November 5th, 2009 at 11:05 am
My dad took my older siblings trick-or-treating well into jr high, especially since an adult tried to steal their candy from them one year. I think we were allowed to go out by ourselves in high school.
November 8th, 2009 at 7:11 pm
Totally agree. I think my mom accompanied my brothers and I till the eldest was about 9-10, then, we were on our own!
I absolutely HATED my mother the year she had the termerity to go on a date and leave us with a horrid babysitter, Mrs. Mitchell.
To add salt to the wound, Mrs. Mitchell made us come in from trick or treating at 8:30 p.m. Gasp! ;O)
November 16th, 2009 at 10:37 am
Didn’t Bobby specifically ASK Don to come trick-or-treating with them in the very beginning of the episode? Perhaps the original plan was for Betty to accompany the children and for Don to stay home, but then he changed his mind to make the children happy. Reasonable enough, and I don’t think it would have raised any eyebrows.

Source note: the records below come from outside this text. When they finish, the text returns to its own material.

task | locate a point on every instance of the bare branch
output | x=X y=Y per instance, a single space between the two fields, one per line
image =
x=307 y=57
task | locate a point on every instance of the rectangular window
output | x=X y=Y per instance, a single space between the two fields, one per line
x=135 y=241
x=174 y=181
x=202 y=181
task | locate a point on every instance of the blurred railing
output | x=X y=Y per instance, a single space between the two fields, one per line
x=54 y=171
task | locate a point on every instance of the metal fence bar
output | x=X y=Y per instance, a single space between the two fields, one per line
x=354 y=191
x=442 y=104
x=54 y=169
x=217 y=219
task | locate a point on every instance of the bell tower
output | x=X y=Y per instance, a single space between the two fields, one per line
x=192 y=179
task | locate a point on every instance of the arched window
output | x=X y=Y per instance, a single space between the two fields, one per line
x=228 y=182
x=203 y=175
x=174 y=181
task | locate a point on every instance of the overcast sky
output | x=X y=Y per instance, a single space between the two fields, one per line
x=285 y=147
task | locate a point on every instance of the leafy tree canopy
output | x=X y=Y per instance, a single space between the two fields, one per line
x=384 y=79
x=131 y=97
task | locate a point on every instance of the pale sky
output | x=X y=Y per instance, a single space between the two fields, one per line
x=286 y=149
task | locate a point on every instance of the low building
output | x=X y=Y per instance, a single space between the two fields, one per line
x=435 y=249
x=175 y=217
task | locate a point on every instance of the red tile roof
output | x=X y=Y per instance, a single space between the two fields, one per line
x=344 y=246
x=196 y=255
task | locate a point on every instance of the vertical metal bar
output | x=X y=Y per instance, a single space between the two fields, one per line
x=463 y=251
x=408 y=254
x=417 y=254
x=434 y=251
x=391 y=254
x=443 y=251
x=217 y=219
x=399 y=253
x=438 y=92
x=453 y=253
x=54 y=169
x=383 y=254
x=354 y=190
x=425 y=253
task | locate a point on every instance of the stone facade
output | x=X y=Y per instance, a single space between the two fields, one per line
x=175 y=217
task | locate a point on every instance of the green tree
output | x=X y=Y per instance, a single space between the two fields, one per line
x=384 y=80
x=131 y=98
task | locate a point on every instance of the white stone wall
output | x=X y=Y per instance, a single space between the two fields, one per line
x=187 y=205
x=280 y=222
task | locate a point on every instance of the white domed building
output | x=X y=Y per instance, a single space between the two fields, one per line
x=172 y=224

Sally and Bobby are only 8 and 6 years old here; I don’t think that an adult accompanying children of that age while they’re out on the streets after dark would have been completely unheard of at any point in time. (Even if there was less of a panic about child abduction, there was still the very real risk of a kid being distracted, not looking before crossing the street, and being hit by a car–even more likely at night when there’s less visibility.) Perhaps most mothers did not accompany their children trick-or-treating in 1963, but some surely did. Most parents of that generation spanked their children, but there were some that did not. There’s no real universal in human behavior.